The AWS Cloud Lead is responsible for leading and coordinating cloud-related activities, incident management, problem management, change management, monitoring, infrastructure deployment, vulnerability management, service requests, general cloud service maintenance, cost optimization, and support for target state architecture adhering to the ITSM process.
Key Responsibilities:
1. Incident Management:
- Address task issues related to slow processing or non-processing.
- Troubleshoot issues after container image updates.
- Coordinate with the application team to troubleshoot networking and web UI issues.
2. Problem Management:
- Conduct RCA and implement fixes for recurring job failures.

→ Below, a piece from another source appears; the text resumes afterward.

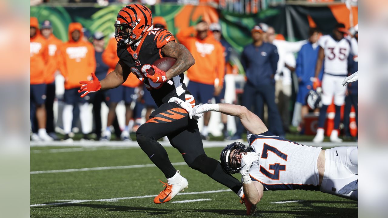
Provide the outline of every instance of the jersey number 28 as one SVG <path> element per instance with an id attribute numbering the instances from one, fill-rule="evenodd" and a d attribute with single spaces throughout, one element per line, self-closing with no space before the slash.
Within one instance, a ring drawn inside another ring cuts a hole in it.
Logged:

- Perform RCA and tuning for performance issues.
3. Change Management:
- Plan and execute periodic OS patching for EC2 hosts.
- Manage periodic maintenance for metadata databases, including patching and upgrades.
- Secure, encrypt, and manage container images for rapid deployment.
- Coordinate domain certificate keys rotation.
4. Monitoring:
- Set up CloudWatch alerts and log monitoring.
- Configure CloudTrail for unified logging.
- Monitor Prometheus graphs for performance and health metrics.
5. Infrastructure Deployment:
- Maintain and enhance Infra Code using Terraform scripts.
- Develop and maintain CI/CD pipeline using Jenkins for continuous deployment.
6. Vulnerability Management:
- Generate periodic vulnerability scan reports for containers using Wiz tool.
- Mitigate any open vulnerabilities identified.
7. Service Requests:
- Maintain pipelines for Route53 DNS registration.
- Modify and maintain Terraform infrastructure code as per requirements.
- Deploy container images containing new features as per SDLC process using CI/CD Jenkins pipelines.
- Establish peer connections with new nodes and third-party networks.
- Deploy and maintain container images using Helm chart.
- Handle IAM key rotation, pool creation requests, connection requests, and resource upgrades to support EKS cluster nodes.
- Manage container logs and filesystems.
- Create and modify custom roles.
- Maintain VPC networking.
8. General Cloud Service Maintenance:
- Update and modify cloud services based on recommendations from central teams.
9. Cost Optimization:
- Review cloud cost usage, identify cost-saving opportunities, and implement optimizations.
10. Support Target State Architecture Review:
- Create standard deployment architecture diagrams.
- Document architecture and follow required processes for submission.
11. Process:
Adhere to the ITSM process for incident, change, and problem management.
Qualifications:
1. Bachelor's degree in Computer Science, Information Technology, or related field.
2. Extensive experience in AWS cloud architecture, design, and implementation.
3. Proficiency in AWS services, infrastructure, and deployment tools.
4. Strong knowledge of infrastructure as code (IaC) tools, such as Terraform.
5. Hands-on experience in CI/CD pipeline setup and management using tools like Jenkins.
6. Familiarity with monitoring and logging tools like CloudWatch, CloudTrail, and Prometheus.
7. Experience in vulnerability management and security best practices in an AWS environment.
8. Strong understanding of the ITSM process and best practices.
9. Excellent problem-solving and communication skills.
Bachelor's degree in Computer Science, Information Technology, or related field.